In an interview with Trevor Noah in the LA Times, when asked about his most important on-the-job lesson, he said:

Many of the people you deal with in politics are doing what they think is right, according to their point of view. There are a few disingenuous bad actors who know how they’re contorting facts or reality or issues to mobilize people in the direction they desire. But it’s really, really hard, and it took me a while to realize, that many people genuinely are pursuing the direction they believe is correct. So I had to learn how to deal with those people in an empathetic way as opposed to in a condescending way. I don’t have to agree with you; I don’t have to think that you are right. But I will do my utmost to treat you as the human being I hope you would treat me as.

I want to emphasize that ending: ” I don’t have to agree with you; I don’t have to think that you are right.
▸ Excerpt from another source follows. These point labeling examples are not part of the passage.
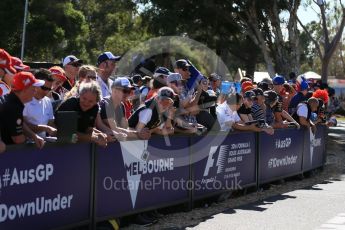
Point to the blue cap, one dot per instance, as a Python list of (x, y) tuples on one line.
[(107, 56), (161, 71), (304, 85), (278, 80)]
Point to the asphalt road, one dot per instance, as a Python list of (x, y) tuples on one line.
[(321, 206)]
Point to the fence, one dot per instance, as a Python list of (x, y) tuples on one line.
[(63, 186)]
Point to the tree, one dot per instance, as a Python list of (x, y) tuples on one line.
[(11, 21), (209, 22), (326, 46), (263, 24)]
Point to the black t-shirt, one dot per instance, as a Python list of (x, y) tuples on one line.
[(108, 111), (11, 113), (244, 110), (278, 108), (86, 119), (67, 85)]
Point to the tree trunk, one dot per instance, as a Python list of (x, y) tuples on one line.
[(324, 69)]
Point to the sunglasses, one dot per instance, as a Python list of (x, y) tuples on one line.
[(45, 88), (75, 64), (125, 90), (177, 83)]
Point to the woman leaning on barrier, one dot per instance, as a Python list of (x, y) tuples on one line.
[(86, 105)]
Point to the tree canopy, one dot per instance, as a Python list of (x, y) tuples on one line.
[(253, 35)]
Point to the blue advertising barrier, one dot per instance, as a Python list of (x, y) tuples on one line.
[(139, 175), (280, 155), (64, 186), (223, 162), (314, 153), (45, 189)]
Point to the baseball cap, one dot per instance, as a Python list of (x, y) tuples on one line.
[(71, 59), (249, 94), (58, 72), (174, 77), (19, 65), (246, 86), (214, 77), (23, 80), (304, 85), (270, 96), (166, 93), (264, 86), (107, 56), (333, 120), (182, 63), (6, 62), (258, 92), (267, 80), (161, 71), (278, 80), (121, 82)]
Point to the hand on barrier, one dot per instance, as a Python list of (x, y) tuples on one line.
[(269, 130), (313, 129), (99, 139), (2, 147), (51, 130), (39, 141), (144, 134), (119, 136)]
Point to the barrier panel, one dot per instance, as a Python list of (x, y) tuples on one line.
[(223, 162), (64, 186), (127, 182), (314, 153), (280, 155), (45, 189)]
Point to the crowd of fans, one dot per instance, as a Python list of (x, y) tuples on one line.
[(182, 100), (139, 105)]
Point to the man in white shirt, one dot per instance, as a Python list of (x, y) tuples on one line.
[(303, 113), (38, 113), (227, 112), (227, 115), (106, 63)]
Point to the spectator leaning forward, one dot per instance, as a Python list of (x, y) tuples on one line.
[(150, 115), (106, 64), (304, 111), (113, 111), (86, 105), (38, 113), (6, 72), (71, 66), (13, 128)]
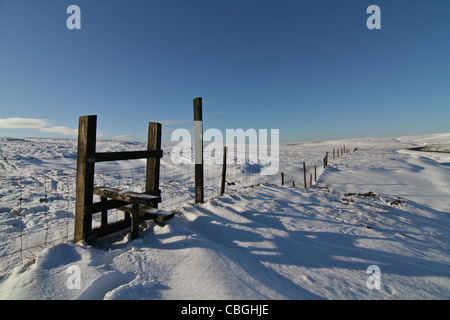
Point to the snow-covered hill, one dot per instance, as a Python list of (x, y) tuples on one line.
[(381, 205)]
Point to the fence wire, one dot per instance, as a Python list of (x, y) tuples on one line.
[(37, 211)]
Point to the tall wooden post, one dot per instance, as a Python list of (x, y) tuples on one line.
[(152, 173), (224, 171), (304, 174), (198, 150), (87, 131)]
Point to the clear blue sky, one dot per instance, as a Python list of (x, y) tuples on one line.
[(309, 68)]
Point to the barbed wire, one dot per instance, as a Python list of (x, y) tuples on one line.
[(41, 206)]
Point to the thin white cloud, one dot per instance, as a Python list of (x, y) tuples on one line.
[(174, 122), (124, 137), (60, 129), (42, 125), (22, 123)]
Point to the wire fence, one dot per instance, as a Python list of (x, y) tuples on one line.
[(37, 211)]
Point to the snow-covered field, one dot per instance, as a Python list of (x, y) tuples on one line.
[(381, 205)]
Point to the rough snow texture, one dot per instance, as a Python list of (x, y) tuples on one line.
[(381, 205)]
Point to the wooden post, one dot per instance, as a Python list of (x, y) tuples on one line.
[(224, 171), (135, 221), (304, 173), (152, 171), (198, 149), (104, 213), (87, 131)]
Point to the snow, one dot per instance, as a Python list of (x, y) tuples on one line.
[(381, 205)]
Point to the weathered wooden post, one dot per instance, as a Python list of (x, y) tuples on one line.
[(198, 150), (304, 174), (87, 131), (224, 171), (152, 173)]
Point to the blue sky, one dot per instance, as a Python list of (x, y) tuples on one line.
[(309, 68)]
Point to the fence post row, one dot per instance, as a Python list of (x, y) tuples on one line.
[(136, 204)]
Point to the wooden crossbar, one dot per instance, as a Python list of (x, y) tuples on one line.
[(127, 196), (125, 155)]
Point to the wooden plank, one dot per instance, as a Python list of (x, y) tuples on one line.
[(108, 229), (147, 214), (124, 155), (126, 196), (87, 131), (105, 205)]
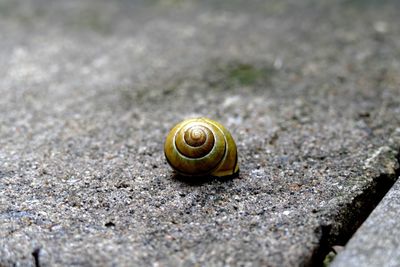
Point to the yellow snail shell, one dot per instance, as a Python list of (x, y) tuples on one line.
[(199, 147)]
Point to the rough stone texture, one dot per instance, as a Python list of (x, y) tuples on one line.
[(377, 242), (89, 90)]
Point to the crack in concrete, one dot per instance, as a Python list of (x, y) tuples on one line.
[(355, 213)]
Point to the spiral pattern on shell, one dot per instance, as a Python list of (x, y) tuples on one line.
[(198, 147)]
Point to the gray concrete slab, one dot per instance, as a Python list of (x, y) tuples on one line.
[(89, 90), (377, 241)]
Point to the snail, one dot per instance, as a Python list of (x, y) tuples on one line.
[(200, 147)]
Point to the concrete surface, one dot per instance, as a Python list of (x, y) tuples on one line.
[(89, 90), (377, 241)]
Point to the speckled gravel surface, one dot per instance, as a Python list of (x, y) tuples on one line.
[(89, 89)]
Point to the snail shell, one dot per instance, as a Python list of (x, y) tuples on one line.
[(199, 147)]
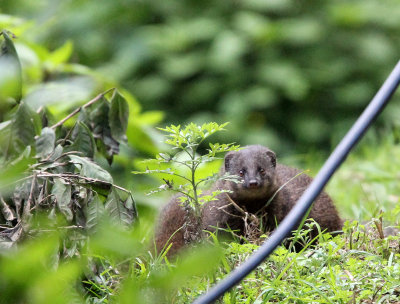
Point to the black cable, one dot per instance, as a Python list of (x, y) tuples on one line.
[(296, 214)]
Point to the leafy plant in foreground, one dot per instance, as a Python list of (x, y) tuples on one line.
[(55, 168), (185, 142)]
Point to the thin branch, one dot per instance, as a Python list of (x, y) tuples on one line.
[(76, 176), (98, 97)]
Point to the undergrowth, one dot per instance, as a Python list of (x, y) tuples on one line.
[(362, 265)]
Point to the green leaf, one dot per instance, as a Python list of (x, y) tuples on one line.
[(62, 54), (45, 142), (117, 209), (10, 70), (94, 212), (90, 169), (83, 140), (118, 116), (26, 125), (7, 211), (62, 195)]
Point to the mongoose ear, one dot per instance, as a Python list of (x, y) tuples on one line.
[(272, 156), (228, 158)]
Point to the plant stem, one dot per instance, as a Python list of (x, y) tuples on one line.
[(76, 111)]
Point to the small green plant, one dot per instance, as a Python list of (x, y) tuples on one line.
[(184, 162)]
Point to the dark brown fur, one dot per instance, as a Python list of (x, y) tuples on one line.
[(261, 177)]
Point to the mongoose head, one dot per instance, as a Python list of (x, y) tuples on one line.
[(255, 166)]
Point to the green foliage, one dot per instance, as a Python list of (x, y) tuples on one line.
[(286, 74), (185, 143)]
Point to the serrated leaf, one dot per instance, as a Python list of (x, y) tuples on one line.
[(90, 169), (94, 212), (45, 142), (118, 116), (83, 140), (62, 195), (117, 210)]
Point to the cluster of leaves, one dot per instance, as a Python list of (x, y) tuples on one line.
[(285, 75), (55, 170)]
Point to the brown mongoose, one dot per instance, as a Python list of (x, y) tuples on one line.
[(260, 178)]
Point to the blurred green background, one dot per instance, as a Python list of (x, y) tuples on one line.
[(292, 75)]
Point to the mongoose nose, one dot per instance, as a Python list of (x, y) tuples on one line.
[(253, 183)]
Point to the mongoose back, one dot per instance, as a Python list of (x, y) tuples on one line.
[(260, 179)]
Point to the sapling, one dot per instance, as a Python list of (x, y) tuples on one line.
[(183, 163)]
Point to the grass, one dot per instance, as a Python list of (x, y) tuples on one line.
[(359, 266)]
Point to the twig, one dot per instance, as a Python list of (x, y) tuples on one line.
[(76, 176), (76, 111)]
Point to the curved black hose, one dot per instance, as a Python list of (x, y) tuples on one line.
[(296, 214)]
But I will do my utmost to treat you as the human being I hope you would treat me as.” We can disagree and argue about ideas and behaviors. We can insist that those are wrong. But the underlying person — whether brown, black, white or green; whether MS13 or Phi Betta Kappa; whether Conservative or Liberal — is worth respecting, for if you dismiss them out of hand, you have no chance of turning them around. Respect doesn’t mean agreement. It means listening to what they say, showing that you have heard what they said, and then based on what they said convincing them of a different viewpoint. It is the exact same respect you have been taught to show for your spouse.

If we want to have any chance of changing the administration to something that approaches something somewhat normal (and remember, when compared to Trump, even  such past bad examples as Nixon and Bush 43 look good), we can’t have people voting out of spite. That’s true whether the person is a Trump-ista, a Bernie-crat, or a Hillary supporter. We need to listen, we need to understand their concerns (which are often multifaceted, and not just a particular bad ideology). We need to accept the person, even as we reject the ideas. If we do that, we may be able to move that person (or people observing the discussion) between the partisan divide based on labels alone, and get them to see how close to the brink we have gotten.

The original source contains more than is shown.